Saya teringat, bahwa suatu pengabulan do'a, bukan semata karena kemuliaan orang yang memohon. Allah mungkin akan mengabulkan hajat orang yang berdo'a, namun belum tentu dalam tercapainnya do'a tersebut adanya ridha Allah. Boleh jadi perngabulan do'a itu malah dapat memperjauh jarak antara si pendo'a dengan Allah. Ih... bergidik saya dibuatnya. Betapa sombongnya saya yang selalu memohon agar Allah memberikan yang terbaik untuk ikhtiar saya, tetapi ingkar dan merasa kecewa berat ketika do'a tersebut melenceng dari keinginan. Astaghfirullah....

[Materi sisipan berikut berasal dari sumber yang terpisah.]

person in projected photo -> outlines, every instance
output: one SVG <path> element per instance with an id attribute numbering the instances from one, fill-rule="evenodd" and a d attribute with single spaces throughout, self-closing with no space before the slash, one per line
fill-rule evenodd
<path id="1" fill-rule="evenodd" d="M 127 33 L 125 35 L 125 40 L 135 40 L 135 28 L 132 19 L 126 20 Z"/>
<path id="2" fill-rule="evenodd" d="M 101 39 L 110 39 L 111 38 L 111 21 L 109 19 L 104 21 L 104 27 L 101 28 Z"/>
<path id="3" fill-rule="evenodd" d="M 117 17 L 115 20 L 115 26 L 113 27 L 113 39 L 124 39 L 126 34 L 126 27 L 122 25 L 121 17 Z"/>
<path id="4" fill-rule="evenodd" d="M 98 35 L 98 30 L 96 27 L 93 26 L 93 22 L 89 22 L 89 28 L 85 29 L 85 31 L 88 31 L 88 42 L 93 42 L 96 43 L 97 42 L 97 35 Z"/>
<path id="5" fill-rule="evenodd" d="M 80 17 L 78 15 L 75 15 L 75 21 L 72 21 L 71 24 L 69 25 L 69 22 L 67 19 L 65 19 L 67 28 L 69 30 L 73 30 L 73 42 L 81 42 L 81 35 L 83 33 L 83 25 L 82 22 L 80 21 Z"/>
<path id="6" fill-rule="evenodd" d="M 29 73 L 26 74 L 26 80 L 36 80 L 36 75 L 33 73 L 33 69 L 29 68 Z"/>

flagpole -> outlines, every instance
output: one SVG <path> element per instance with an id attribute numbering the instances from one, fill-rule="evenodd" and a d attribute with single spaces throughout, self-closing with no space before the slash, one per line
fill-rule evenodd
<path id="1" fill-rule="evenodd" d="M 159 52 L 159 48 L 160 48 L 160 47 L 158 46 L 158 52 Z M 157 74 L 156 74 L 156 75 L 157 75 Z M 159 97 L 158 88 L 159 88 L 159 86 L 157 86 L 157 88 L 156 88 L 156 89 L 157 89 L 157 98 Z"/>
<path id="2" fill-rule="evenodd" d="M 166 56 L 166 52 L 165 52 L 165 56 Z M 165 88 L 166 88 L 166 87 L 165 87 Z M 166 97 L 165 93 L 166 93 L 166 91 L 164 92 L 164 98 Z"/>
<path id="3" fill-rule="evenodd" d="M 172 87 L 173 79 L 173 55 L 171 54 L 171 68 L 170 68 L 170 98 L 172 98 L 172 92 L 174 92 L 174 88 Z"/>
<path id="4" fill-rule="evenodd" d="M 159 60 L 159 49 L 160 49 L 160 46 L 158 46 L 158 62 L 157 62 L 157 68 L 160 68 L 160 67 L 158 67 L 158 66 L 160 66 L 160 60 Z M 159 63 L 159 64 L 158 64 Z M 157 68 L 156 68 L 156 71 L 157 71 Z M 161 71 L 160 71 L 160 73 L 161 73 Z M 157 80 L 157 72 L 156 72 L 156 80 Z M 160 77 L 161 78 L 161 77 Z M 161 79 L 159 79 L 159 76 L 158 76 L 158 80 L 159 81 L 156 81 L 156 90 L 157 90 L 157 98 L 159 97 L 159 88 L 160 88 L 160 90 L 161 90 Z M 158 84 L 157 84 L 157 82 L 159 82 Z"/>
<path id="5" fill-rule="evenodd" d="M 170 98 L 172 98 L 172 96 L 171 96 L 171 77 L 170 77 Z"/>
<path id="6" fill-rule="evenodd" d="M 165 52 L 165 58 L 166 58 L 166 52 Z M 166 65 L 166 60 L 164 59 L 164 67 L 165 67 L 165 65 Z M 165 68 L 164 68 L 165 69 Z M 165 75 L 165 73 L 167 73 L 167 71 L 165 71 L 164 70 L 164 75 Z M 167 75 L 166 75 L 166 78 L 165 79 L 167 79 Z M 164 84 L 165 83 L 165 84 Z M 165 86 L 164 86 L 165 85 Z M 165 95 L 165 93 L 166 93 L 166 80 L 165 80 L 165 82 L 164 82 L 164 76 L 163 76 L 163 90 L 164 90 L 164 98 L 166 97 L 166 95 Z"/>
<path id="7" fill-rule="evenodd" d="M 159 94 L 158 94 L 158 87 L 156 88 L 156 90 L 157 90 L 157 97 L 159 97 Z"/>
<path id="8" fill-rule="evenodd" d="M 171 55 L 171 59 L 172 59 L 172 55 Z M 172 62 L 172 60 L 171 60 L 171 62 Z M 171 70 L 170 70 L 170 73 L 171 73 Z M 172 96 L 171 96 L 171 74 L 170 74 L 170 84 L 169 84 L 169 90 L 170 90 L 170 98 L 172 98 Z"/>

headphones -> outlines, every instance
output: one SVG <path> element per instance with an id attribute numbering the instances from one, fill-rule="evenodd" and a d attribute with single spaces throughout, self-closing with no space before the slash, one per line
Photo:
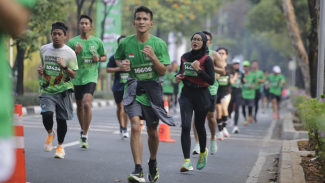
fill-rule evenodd
<path id="1" fill-rule="evenodd" d="M 133 25 L 135 25 L 135 23 L 133 23 Z M 151 23 L 151 26 L 153 26 L 153 23 Z"/>

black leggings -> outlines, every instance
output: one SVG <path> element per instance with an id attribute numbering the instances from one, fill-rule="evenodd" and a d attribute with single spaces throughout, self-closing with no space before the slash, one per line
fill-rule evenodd
<path id="1" fill-rule="evenodd" d="M 200 152 L 205 152 L 207 134 L 205 131 L 205 118 L 210 107 L 209 90 L 193 90 L 182 89 L 182 94 L 179 99 L 182 119 L 182 135 L 181 143 L 185 159 L 190 158 L 191 153 L 191 124 L 194 111 L 195 128 L 199 136 Z"/>
<path id="2" fill-rule="evenodd" d="M 53 112 L 47 111 L 42 112 L 43 117 L 43 124 L 46 129 L 46 131 L 50 131 L 53 129 Z M 64 141 L 65 135 L 67 134 L 68 126 L 67 121 L 63 119 L 56 118 L 57 122 L 57 136 L 58 136 L 58 142 L 61 144 Z"/>
<path id="3" fill-rule="evenodd" d="M 252 116 L 253 106 L 248 106 L 248 115 Z M 246 106 L 243 105 L 243 115 L 246 118 Z"/>
<path id="4" fill-rule="evenodd" d="M 235 126 L 238 124 L 239 118 L 239 106 L 242 101 L 241 91 L 232 90 L 231 100 L 228 106 L 228 117 L 231 118 L 231 113 L 233 111 L 233 105 L 235 104 Z"/>
<path id="5" fill-rule="evenodd" d="M 255 104 L 254 104 L 254 106 L 255 106 L 255 114 L 254 114 L 254 118 L 256 118 L 256 115 L 257 115 L 258 102 L 260 101 L 260 99 L 261 99 L 261 92 L 260 92 L 260 89 L 257 89 L 257 90 L 255 90 L 255 100 L 254 100 L 254 102 L 255 102 Z"/>

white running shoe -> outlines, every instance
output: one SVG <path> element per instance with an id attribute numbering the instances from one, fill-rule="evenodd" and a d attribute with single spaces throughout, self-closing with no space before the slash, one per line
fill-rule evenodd
<path id="1" fill-rule="evenodd" d="M 196 143 L 193 149 L 193 154 L 200 154 L 200 144 Z"/>
<path id="2" fill-rule="evenodd" d="M 223 133 L 222 132 L 219 132 L 218 133 L 218 137 L 217 137 L 218 140 L 223 140 Z"/>
<path id="3" fill-rule="evenodd" d="M 218 151 L 217 141 L 211 140 L 210 141 L 210 153 L 211 155 L 214 155 Z"/>
<path id="4" fill-rule="evenodd" d="M 45 143 L 44 143 L 44 151 L 50 152 L 53 149 L 52 141 L 55 137 L 55 132 L 53 130 L 53 135 L 47 135 Z"/>
<path id="5" fill-rule="evenodd" d="M 65 156 L 64 148 L 63 148 L 62 146 L 58 146 L 58 147 L 56 147 L 56 153 L 55 153 L 54 158 L 60 158 L 60 159 L 63 159 L 64 156 Z"/>
<path id="6" fill-rule="evenodd" d="M 235 126 L 233 129 L 232 129 L 232 133 L 239 133 L 239 128 L 237 126 Z"/>
<path id="7" fill-rule="evenodd" d="M 223 132 L 223 136 L 230 137 L 229 132 L 226 127 L 223 128 L 222 132 Z"/>
<path id="8" fill-rule="evenodd" d="M 126 128 L 123 130 L 123 138 L 124 139 L 129 138 L 129 132 L 128 132 L 128 130 Z"/>

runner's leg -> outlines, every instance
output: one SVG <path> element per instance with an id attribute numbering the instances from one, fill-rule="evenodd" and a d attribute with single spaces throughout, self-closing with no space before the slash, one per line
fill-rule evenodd
<path id="1" fill-rule="evenodd" d="M 57 122 L 58 145 L 62 145 L 68 130 L 67 121 L 56 118 L 56 122 Z"/>
<path id="2" fill-rule="evenodd" d="M 85 93 L 83 98 L 83 108 L 84 108 L 84 121 L 83 121 L 83 135 L 87 136 L 89 131 L 89 125 L 92 118 L 91 111 L 91 100 L 93 95 L 90 93 Z"/>
<path id="3" fill-rule="evenodd" d="M 185 96 L 181 96 L 180 101 L 181 101 L 180 108 L 181 108 L 181 120 L 182 120 L 181 143 L 182 143 L 183 155 L 184 155 L 184 159 L 190 159 L 193 104 Z"/>
<path id="4" fill-rule="evenodd" d="M 211 133 L 211 140 L 216 140 L 216 133 L 217 133 L 217 121 L 214 117 L 214 112 L 208 112 L 207 114 L 208 118 L 208 125 Z"/>
<path id="5" fill-rule="evenodd" d="M 223 135 L 229 137 L 229 132 L 227 130 L 227 119 L 228 119 L 228 107 L 229 102 L 231 100 L 231 94 L 226 95 L 224 98 L 221 99 L 221 110 L 222 110 L 222 126 L 223 126 Z"/>
<path id="6" fill-rule="evenodd" d="M 116 104 L 116 116 L 117 120 L 120 124 L 120 133 L 122 133 L 122 130 L 124 129 L 123 124 L 123 117 L 124 117 L 124 111 L 123 111 L 123 102 L 120 102 L 119 104 Z"/>
<path id="7" fill-rule="evenodd" d="M 77 104 L 77 116 L 78 121 L 80 124 L 81 132 L 83 134 L 83 121 L 84 121 L 84 106 L 83 106 L 83 100 L 76 100 Z"/>
<path id="8" fill-rule="evenodd" d="M 207 116 L 208 110 L 205 111 L 194 111 L 195 113 L 195 127 L 197 129 L 197 133 L 200 141 L 200 153 L 205 152 L 207 135 L 205 130 L 205 118 Z"/>
<path id="9" fill-rule="evenodd" d="M 142 163 L 142 139 L 141 139 L 140 117 L 134 116 L 131 118 L 131 151 L 134 164 L 141 165 Z"/>
<path id="10" fill-rule="evenodd" d="M 150 151 L 150 159 L 155 160 L 159 146 L 159 136 L 157 127 L 147 127 L 148 132 L 148 146 Z"/>
<path id="11" fill-rule="evenodd" d="M 260 98 L 261 98 L 261 92 L 260 92 L 260 89 L 257 89 L 255 90 L 255 114 L 254 114 L 254 120 L 255 122 L 257 122 L 257 112 L 258 112 L 258 104 L 259 104 L 259 101 L 260 101 Z"/>

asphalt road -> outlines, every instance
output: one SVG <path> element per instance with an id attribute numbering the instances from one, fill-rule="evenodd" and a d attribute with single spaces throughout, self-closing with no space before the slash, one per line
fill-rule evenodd
<path id="1" fill-rule="evenodd" d="M 79 123 L 77 118 L 68 121 L 65 138 L 65 159 L 55 159 L 55 149 L 45 152 L 43 144 L 46 131 L 40 115 L 24 117 L 27 181 L 33 183 L 114 183 L 128 182 L 128 175 L 134 170 L 129 139 L 121 140 L 115 107 L 93 109 L 89 132 L 89 149 L 79 146 Z M 285 112 L 285 111 L 284 111 Z M 180 123 L 180 114 L 171 112 Z M 203 170 L 195 169 L 198 155 L 191 156 L 194 170 L 181 173 L 183 154 L 180 143 L 181 128 L 171 127 L 171 138 L 176 143 L 159 144 L 158 168 L 162 183 L 254 183 L 267 182 L 263 172 L 268 161 L 279 154 L 282 141 L 276 132 L 277 121 L 272 120 L 270 110 L 258 115 L 258 123 L 244 127 L 240 114 L 240 134 L 231 134 L 224 141 L 218 141 L 218 152 L 209 155 Z M 280 123 L 280 121 L 278 122 Z M 54 126 L 56 129 L 56 125 Z M 228 127 L 231 132 L 232 127 Z M 207 128 L 208 139 L 210 132 Z M 142 132 L 143 162 L 145 176 L 148 173 L 149 150 L 147 134 Z M 57 141 L 54 141 L 57 145 Z M 192 134 L 192 148 L 195 140 Z M 210 140 L 207 141 L 209 147 Z"/>

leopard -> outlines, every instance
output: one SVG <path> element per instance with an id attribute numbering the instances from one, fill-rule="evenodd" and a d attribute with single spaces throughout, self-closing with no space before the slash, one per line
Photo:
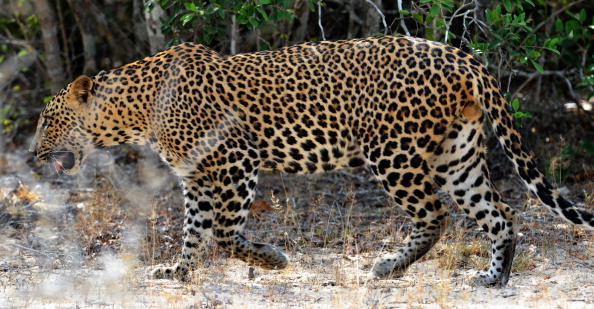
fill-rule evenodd
<path id="1" fill-rule="evenodd" d="M 159 154 L 180 178 L 183 245 L 176 263 L 148 267 L 150 278 L 187 280 L 209 242 L 248 265 L 287 268 L 281 248 L 243 234 L 258 175 L 365 167 L 412 220 L 404 246 L 378 257 L 371 278 L 402 275 L 438 242 L 451 221 L 436 196 L 445 191 L 491 242 L 490 264 L 472 283 L 501 287 L 518 227 L 490 178 L 489 126 L 542 204 L 594 228 L 593 215 L 539 170 L 487 67 L 461 49 L 410 36 L 236 55 L 182 43 L 76 78 L 44 107 L 29 150 L 65 175 L 109 146 Z"/>

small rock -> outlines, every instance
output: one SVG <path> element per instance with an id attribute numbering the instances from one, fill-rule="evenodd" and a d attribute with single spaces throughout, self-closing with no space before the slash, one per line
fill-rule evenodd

Saya seolah lupa, bahwa tidak diijabahnya sebuah do'a oleh Allah SWT bukan berarti do'a tersebut tidak diridhai atau adanya kenistaan pada si peminta. Boleh jadi dengan penahanan do'a tersebut justru karena adanya kecintaan, kemuliaan dan rasa sayang Allah pada hambanya. Di mana Allah ingin melindungi hamba tersebut jatuh pada jurang kehinaan. Sungguh luar biasa kasih sayang Allah. Subhanallah, kenapa saya lupa akan hal ini?
Saya sangat berterima kasih kepada partner tercinta-suami yang tak pernah putus-putusnya mengingatkan akan hakekat seorang hamba yang lemah. Di mana seorang hamba hanya bisa berikhtiar dan berdo'a, sedang hasil akhirnya diserahkan kepada Allah yang Maha mengetahui segala sesuatu. Karena apa yang terbaik menurut kita, belum tentu terbaik di mata Allah. "Yang penting tidak putus asa ikhtiar, Neng," begitu selalu suami menghibur saya.
Alhamdulillah `ala kulli hal, kini saya mulai bisa menata hati untuk menyikapi secara positip kegagalan di atas. Saya tidak pernah meragukan keahlian dokter terapi infertilitas yang saat ini menangani saya, tapi saya percaya di atas seorang dokter ahli ada yang lebih dan Maha ahli, yaitu Allah swt. Seperti yang dikatakan Rasulullah saw, "Ketahuilah seandainya semua mahluk bersepakat untuk membantumu dengan apa yang tidak ditakdirkan Allah, mereka tidak akan membantumu. Atau bila mereka bersatu menghalangi engkau memperoleh apa yang sudah Allah takdirkan, mereka pun tidak akan mampu melakukannya. Ketahuilah, bersabar dalam musibah akan memberikan hasil yang positif dan kemenangan dicapai dengan kesabaran. Kesuksesan sering dilalui lewat cobaan yang berat dan kemudahan itu datang setelah kesulitan." (HR Ahmad, Hakim, Tirmidzi)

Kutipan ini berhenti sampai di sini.